The riverside mill rumbled along. Baopu, wooden ladle in hand, sat motionless twelve hours a day, until he was relieved by an older worker. It was a job for old men who had sat on the same sturdy stools for decades. When one of them, who had worked for the Sui clan all his life, saw that Sui Yingzhi had died, he’d said, “It’s time for me to go too,” and he died there on the stool. With their stone walls, the old mills were like ancient fortresses carved into the riverbank and drawing generations of people to them. Moss that grew on the ground beyond the paths trampled by ox hooves, a mixture of old and new growth, looked like the multihued fur of a gigantic beast. The old man died and a master miller hanged himself because of a ruined batch, but neither drew a sound from the mill itself. They were the soul of the town. During hard times there were always people who ran to the mills to do things in secret. Then during the reexamination period following land reform, whole families fled from Wali after first stealthily performing kowtow rites in the mills. Villagers burned spirit money to memorialize the forty-two men and women buried alive in a yam cellar by the landlord restitution corps, and the mill did not make a sound. It had only a single tiny window, its only eye. Tenders of the millstone gazed at the open fields and the river through that eye.

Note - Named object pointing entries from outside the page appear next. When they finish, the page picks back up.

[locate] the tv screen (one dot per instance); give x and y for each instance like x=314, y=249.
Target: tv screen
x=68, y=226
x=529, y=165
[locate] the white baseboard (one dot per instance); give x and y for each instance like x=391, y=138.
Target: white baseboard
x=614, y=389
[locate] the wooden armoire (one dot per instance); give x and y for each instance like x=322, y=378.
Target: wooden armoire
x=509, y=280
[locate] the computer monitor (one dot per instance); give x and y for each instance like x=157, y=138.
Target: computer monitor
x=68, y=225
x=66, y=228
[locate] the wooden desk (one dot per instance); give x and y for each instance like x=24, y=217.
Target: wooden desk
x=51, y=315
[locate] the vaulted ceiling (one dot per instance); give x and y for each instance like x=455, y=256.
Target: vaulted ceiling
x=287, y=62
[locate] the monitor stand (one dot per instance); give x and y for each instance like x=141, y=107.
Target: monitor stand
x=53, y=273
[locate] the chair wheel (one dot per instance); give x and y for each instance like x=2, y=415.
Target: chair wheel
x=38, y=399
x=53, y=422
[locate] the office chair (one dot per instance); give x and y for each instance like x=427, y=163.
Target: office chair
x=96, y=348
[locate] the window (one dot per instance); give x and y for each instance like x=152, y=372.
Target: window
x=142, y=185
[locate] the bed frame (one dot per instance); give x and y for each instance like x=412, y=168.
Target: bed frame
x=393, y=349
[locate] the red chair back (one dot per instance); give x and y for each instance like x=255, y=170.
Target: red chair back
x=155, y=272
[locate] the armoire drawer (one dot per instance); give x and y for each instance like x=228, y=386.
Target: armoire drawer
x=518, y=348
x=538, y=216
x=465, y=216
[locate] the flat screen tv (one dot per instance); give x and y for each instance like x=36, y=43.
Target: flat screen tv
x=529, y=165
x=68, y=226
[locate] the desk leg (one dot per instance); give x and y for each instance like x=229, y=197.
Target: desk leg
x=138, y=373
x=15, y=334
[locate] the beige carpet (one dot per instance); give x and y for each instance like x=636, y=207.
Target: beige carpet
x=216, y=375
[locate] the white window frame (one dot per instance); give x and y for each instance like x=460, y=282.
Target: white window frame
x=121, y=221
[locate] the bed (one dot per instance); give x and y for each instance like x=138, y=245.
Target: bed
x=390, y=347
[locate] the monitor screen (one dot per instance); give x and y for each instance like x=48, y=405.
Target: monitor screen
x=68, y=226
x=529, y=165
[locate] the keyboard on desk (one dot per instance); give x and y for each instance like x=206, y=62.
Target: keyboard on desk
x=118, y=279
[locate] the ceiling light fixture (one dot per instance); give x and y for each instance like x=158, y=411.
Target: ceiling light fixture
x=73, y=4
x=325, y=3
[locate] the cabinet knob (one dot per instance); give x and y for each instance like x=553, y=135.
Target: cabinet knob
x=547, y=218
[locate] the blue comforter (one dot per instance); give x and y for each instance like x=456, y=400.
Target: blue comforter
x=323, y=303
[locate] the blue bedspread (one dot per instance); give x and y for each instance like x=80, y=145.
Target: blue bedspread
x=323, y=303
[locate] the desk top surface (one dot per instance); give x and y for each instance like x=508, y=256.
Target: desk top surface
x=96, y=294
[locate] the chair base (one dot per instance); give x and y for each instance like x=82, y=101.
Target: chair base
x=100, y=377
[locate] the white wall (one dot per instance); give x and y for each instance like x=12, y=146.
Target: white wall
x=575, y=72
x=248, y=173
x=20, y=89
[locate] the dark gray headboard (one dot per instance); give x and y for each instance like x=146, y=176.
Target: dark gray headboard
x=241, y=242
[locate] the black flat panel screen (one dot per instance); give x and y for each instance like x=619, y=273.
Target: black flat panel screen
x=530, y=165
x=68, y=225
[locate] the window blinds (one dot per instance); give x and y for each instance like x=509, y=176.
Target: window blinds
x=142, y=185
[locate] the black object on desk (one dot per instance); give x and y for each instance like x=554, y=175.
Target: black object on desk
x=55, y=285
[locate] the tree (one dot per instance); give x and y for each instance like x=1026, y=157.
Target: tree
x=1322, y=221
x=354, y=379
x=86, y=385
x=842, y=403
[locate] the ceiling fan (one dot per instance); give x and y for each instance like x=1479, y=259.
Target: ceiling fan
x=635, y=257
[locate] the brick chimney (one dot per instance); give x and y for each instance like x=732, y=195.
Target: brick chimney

The first thing Baopu saw when he looked through that window each day was the partial trunk of the tree of heaven taken down by a bolt of lightning. At the time people had discussed the destruction of the tree, but it was soon forgotten by all except Baopu, who continued to study it. His face darkened when he examined its ruined state. A tree so thick at its base that two people were needed to circle it with their arms was now split down the middle, exposing a white core that had the look of a shattered bone. A lush canopy that had only recently created welcome shade, the branches emitting refreshing moisture, was now nothing but splintered debris. A dark liquid had congealed at the outer edges of the wood core, the bloody seepage from the lightning strike. A strange odor emanated from its depths, and Baopu knew it was the smell of death. Thunder and lightning are bullets from the universe’s rifle. Why had that particular tree wound up in its crosshairs? And why that night? Heavenly justice has a long arm.
He had bent down to pick up pieces of the tree and carried them back to the mill.
The abandoned mills were left over from the heyday of the glass noodle industry. Many had rumbled loudly during their youth, but after Father died in a field of red sorghum, the mills began dying off, one after the other. They had been built on the bank of the river for its abundant supply of water. Then one day Baopu stumbled across stone troughs that showed that the millstones had once been turned not by oxen but by water, which was why the Luqing River was shrinking. That discovery had people believing that the excavated ship had sailed down a raging river and that the Wali pier had indeed been the site of a forest of ships’ masts. Vast changes occur as the constellations change places, making predictions of the future impossible. The old mills slowly ground time itself away. Once the mill was mechanized, the conveyer belt and the gears that turned it dazzled the people’s eyes, an example of how abruptly the world can change. People flocked to see the motor-driven millstone, which brought life to the mill. But now that the novelty had worn off and they had stopped coming, Baopu looked out the window and spotted Xiaokui, market basket in hand, and Leilei, the son who never seemed to grow. He called to the boy, but there was no response.